# Payday



## C2C (Mar 17, 2012)

Well I enjoyed the outcome of todays sale immensely and confirmed a thought I had about starting to catch fur early . A number of guys I know start after coyotes about mid October saying they get just as good a price for early as those I normally get in latre November and on . WRONG. I sent furs in for a guy that hunts same area as me and he starts early , his ave today was $69 US. Mine from late November to mid December was $114 US. .. Same colors , same sizes, same skinner but grade quality was totally different . Sure am glad I waited . :thumbsup: The exchange rate is gonna make a real nice bonus as well . Also had a good outcome from a little test . I had 2 coyotes at the end of last season that were identical . Sent one to last sale and got $80US. Pretty decent , I sent the other one to this sale today and they both graded the same , this one brought $122 US, WHO KNEW ? :frusty:


----------



## teredpse (Nov 11, 2015)

Great. Looks like you have had a good year.


----------



## youngdon (Mar 10, 2010)

Nice season ! Congrats.


----------



## catcapper (Feb 11, 2010)

I knew you were gonna make more than $10.00 this season. You hauled in some nice fur.

awprint:


----------



## hassell (Feb 9, 2010)

Great news indeed, next sale should be higher. What was your high and the highest at the auction for yotes?


----------



## jimmy shutt (Jun 2, 2013)

good stuff C2C, standing by for the secrets of "the test" thinking it has something to do with the belly fur????

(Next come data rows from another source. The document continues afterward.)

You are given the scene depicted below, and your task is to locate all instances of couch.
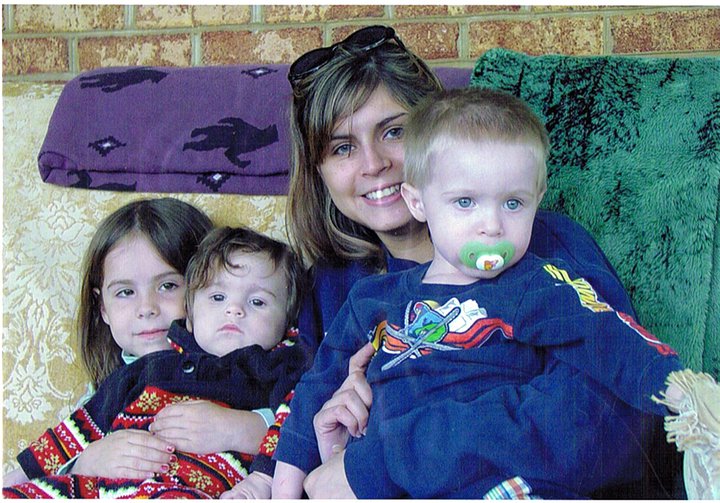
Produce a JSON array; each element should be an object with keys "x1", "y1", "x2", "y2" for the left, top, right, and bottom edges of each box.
[{"x1": 3, "y1": 49, "x2": 719, "y2": 489}]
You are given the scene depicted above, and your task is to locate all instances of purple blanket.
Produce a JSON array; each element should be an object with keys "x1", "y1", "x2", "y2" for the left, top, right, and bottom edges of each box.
[{"x1": 38, "y1": 65, "x2": 471, "y2": 195}]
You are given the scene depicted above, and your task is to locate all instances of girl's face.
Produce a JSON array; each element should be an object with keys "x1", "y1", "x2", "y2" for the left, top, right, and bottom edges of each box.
[
  {"x1": 319, "y1": 85, "x2": 417, "y2": 240},
  {"x1": 97, "y1": 234, "x2": 185, "y2": 357}
]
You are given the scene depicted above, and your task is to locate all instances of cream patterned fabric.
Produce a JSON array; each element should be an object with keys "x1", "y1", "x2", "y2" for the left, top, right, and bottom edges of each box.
[{"x1": 2, "y1": 82, "x2": 288, "y2": 472}]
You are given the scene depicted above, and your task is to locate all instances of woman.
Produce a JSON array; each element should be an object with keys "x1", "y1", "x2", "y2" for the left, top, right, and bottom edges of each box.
[{"x1": 271, "y1": 26, "x2": 674, "y2": 498}]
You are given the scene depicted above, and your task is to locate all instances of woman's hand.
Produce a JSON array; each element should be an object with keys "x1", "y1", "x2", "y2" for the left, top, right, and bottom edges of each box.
[
  {"x1": 220, "y1": 472, "x2": 272, "y2": 499},
  {"x1": 71, "y1": 430, "x2": 175, "y2": 479},
  {"x1": 150, "y1": 400, "x2": 266, "y2": 454},
  {"x1": 313, "y1": 342, "x2": 374, "y2": 462},
  {"x1": 304, "y1": 448, "x2": 357, "y2": 499}
]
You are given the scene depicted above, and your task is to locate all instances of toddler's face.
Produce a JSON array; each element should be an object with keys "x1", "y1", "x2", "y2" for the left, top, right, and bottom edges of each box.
[
  {"x1": 403, "y1": 139, "x2": 545, "y2": 284},
  {"x1": 189, "y1": 251, "x2": 289, "y2": 357},
  {"x1": 98, "y1": 234, "x2": 184, "y2": 357}
]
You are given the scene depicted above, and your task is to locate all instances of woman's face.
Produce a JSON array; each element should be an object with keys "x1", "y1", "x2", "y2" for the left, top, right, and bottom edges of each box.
[{"x1": 318, "y1": 85, "x2": 415, "y2": 238}]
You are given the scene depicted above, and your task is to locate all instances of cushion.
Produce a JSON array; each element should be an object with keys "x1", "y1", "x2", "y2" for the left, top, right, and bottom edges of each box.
[
  {"x1": 470, "y1": 48, "x2": 720, "y2": 376},
  {"x1": 38, "y1": 65, "x2": 472, "y2": 196}
]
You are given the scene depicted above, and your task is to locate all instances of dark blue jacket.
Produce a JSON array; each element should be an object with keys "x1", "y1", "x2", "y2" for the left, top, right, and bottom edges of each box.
[{"x1": 278, "y1": 250, "x2": 682, "y2": 498}]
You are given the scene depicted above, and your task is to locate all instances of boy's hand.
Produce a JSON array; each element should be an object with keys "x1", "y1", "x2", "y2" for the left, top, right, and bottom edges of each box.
[
  {"x1": 150, "y1": 400, "x2": 266, "y2": 454},
  {"x1": 220, "y1": 472, "x2": 272, "y2": 499},
  {"x1": 272, "y1": 461, "x2": 306, "y2": 499},
  {"x1": 71, "y1": 430, "x2": 174, "y2": 479},
  {"x1": 304, "y1": 448, "x2": 357, "y2": 499},
  {"x1": 314, "y1": 342, "x2": 374, "y2": 462}
]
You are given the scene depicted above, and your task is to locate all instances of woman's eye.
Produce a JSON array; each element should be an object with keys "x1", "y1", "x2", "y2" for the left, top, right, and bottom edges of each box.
[
  {"x1": 332, "y1": 143, "x2": 354, "y2": 157},
  {"x1": 456, "y1": 197, "x2": 473, "y2": 209},
  {"x1": 384, "y1": 126, "x2": 404, "y2": 141},
  {"x1": 249, "y1": 298, "x2": 266, "y2": 308},
  {"x1": 505, "y1": 199, "x2": 522, "y2": 211}
]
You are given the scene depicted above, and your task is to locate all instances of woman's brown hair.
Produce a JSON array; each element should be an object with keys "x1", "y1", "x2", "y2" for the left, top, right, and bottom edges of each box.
[{"x1": 286, "y1": 31, "x2": 442, "y2": 271}]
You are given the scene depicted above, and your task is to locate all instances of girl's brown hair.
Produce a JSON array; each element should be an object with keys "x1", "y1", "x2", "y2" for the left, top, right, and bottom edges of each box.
[
  {"x1": 77, "y1": 198, "x2": 212, "y2": 388},
  {"x1": 286, "y1": 32, "x2": 443, "y2": 271}
]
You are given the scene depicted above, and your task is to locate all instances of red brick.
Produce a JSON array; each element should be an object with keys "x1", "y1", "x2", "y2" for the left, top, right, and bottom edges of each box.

time to lace up those Muck boots yer fun time is over........I can see your Pop knocking on the door tomorrow bright and early just-a-pointing at the that rock wall, but he's pointing on the inside....time to make some babies!!!!

be safe at work, you had a fantastic season!!!


----------



## C2C (Mar 17, 2012)

catcapper said:


> I knew you were gonna make more than $10.00 this season. You hauled in some nice fur.
> 
> awprint:


LOL.. Hope so ,it cost $10 each to get em skinned , Im thrilled with the payout , hope others did as well .


----------



## prairiewolf (Feb 19, 2012)

Congrats on the payout !!


----------



## Ruger (Jan 22, 2011)

That is awesome. Your hard work and dedication pay off!


----------



## C2C (Mar 17, 2012)

jimmy shutt said:


> good stuff C2C, standing by for the secrets of "the test" thinking it has something to do with the belly fur????
> 
> time to lace up those Muck boots yer fun time is over........I can see your Pop knocking on the door tomorrow bright and early just-a-pointing at the that rock wall, but he's pointing on the inside....time to make some babies!!!!
> 
> be safe at work, you had a fantastic season!!!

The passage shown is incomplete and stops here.